This week’s Flashback Friday: To Kill A Mockingbird by the recently late Harper Lee.
EDIT: This post was originally made on November 28, 2014. I made it before the release of Amaskan’s Blood and without the knowledge that racism and police brutality would continue to worsen. Today is February 19, 2016. I’m currently packing the belongings in temp housing to move tomorrow into our new home. And as I pack, I remember being twelve and reading To Kill a Mockingbird for the first time.
The lesson that something different doesn’t have to be feared or hated sings in me as I embrace change. Growing up, we moved more often than most and it’s a reality that didn’t change upon adulthood. When buying our house, we were asked to explain why we had moved every two years for the last decade and while each move had its reasons, my insides tremble at the idea of leaving this new home sometime in the future. I can’t imagine what a life would be like without such freedom.
There are deeper lessons in the book, lessons I address in the original post. I know that freedom comes at a cost and many people of color, LGBT, etc. pay those costs as they fight for the freedoms I have. Hard work bought this new home, but so did privilege.
Harper Lee has died, taking an amazing voice from the world, and I’m saddened by the loss. It reminds me that I, too, am getting older. Change is a part of getting older. It’s a part of my life and future. I am thankful for the opportunities that changes brings.
RIP Ms. Lee.
It’s a holiday week, so I’m breaking the rules a bit.
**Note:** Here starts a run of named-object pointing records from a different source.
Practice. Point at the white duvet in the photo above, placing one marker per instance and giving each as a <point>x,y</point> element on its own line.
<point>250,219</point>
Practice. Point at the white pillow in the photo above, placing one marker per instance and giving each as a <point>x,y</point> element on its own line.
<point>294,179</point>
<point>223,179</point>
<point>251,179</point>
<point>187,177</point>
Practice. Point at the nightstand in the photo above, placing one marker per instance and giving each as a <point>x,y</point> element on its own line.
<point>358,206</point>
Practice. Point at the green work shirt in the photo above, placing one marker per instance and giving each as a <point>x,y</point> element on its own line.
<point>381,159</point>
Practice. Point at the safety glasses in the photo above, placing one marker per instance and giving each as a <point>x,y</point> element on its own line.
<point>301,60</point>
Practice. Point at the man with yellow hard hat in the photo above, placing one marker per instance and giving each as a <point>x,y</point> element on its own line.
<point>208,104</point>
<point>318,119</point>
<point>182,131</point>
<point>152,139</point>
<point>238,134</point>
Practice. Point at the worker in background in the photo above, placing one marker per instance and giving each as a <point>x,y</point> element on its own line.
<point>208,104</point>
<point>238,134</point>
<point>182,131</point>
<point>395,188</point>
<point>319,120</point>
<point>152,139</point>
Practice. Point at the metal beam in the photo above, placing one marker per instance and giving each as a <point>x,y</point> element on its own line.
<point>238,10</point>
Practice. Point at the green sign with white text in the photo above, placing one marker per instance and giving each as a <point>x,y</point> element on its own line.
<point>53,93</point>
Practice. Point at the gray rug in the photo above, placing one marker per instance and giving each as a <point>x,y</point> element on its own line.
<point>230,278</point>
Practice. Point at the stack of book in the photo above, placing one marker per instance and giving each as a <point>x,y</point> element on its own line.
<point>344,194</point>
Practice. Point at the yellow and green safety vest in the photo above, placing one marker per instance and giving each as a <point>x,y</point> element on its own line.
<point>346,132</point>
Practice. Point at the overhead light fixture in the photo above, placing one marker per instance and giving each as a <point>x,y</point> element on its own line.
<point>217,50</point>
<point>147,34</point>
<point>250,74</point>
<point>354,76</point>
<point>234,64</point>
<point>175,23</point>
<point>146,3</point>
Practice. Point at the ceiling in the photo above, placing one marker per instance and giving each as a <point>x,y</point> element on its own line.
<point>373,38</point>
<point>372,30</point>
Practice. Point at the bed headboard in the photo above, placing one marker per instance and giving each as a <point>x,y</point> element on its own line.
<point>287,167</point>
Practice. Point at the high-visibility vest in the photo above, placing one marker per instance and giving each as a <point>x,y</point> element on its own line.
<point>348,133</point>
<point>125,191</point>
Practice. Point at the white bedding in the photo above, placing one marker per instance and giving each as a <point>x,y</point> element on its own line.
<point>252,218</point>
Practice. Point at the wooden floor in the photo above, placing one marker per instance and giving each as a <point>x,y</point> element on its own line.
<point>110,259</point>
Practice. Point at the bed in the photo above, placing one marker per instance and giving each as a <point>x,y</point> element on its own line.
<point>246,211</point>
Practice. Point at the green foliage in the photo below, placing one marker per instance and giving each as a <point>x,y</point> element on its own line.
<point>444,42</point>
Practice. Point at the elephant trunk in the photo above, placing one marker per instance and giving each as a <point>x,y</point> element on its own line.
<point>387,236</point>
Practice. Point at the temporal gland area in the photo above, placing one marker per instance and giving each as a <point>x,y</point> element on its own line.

Instead of a Flashback Friday on a work of SF/F, I’m going to do one on my favorite non-SF/F novel: To Kill A Mockingbird.
I read a post on Wednesday where the writer talked about how fighting for what is right and just in the world, doesn’t always make one popular. In fact, you’ll usually lose friends in the process. That same idea is one of the things that drove the character, Adelei, in my novel, Amaskan’s Blood. It didn’t matter if she lost everything as long as she was doing what was right.
Some days I feel the same way. I worry about being myself, knowing that in doing so, I could lose readers, which in turn, loses me money and part of my livelihood, but if there is nothing else To Kill a Mockingbird taught me, it is to unapologetically be me. Always. For a writer’s self will always bleed into their work.
To Kill A Mockingbird has always been a special book for me. When I first read it for school, it opened my eyes to a world I’d seen but not understood–one where people hated others simply because they were different. I’d seen the face of prejudice in my family members and sometimes friends–even myself at a very early age–but I didn’t understand how people succumbed to such hatred and stupidity as to judge others.
The irony of the passage in the picture and the fact that it still rings true some 54 years later is frightening. I’m not going to delve into too much of the politics around Ferguson, but I will say this–racism is alive and well in the United States. It’s difficult to see when one lives a privileged life, but it’s here.
Harper Lee spoke of such things in 1960 because it was alive and well then. Freedom rides, lynchings, and protesters in the streets. Civil disobedience and hate crimes. Burning crosses and dead children in churches. Police turning fire hoses and dogs on children.
Sad that it doesn’t wear much of a different face these days. And just like the child who read To Kill a Mockingbird and learned to stand up against prejudice, my adult self will continue to write characters who do the same.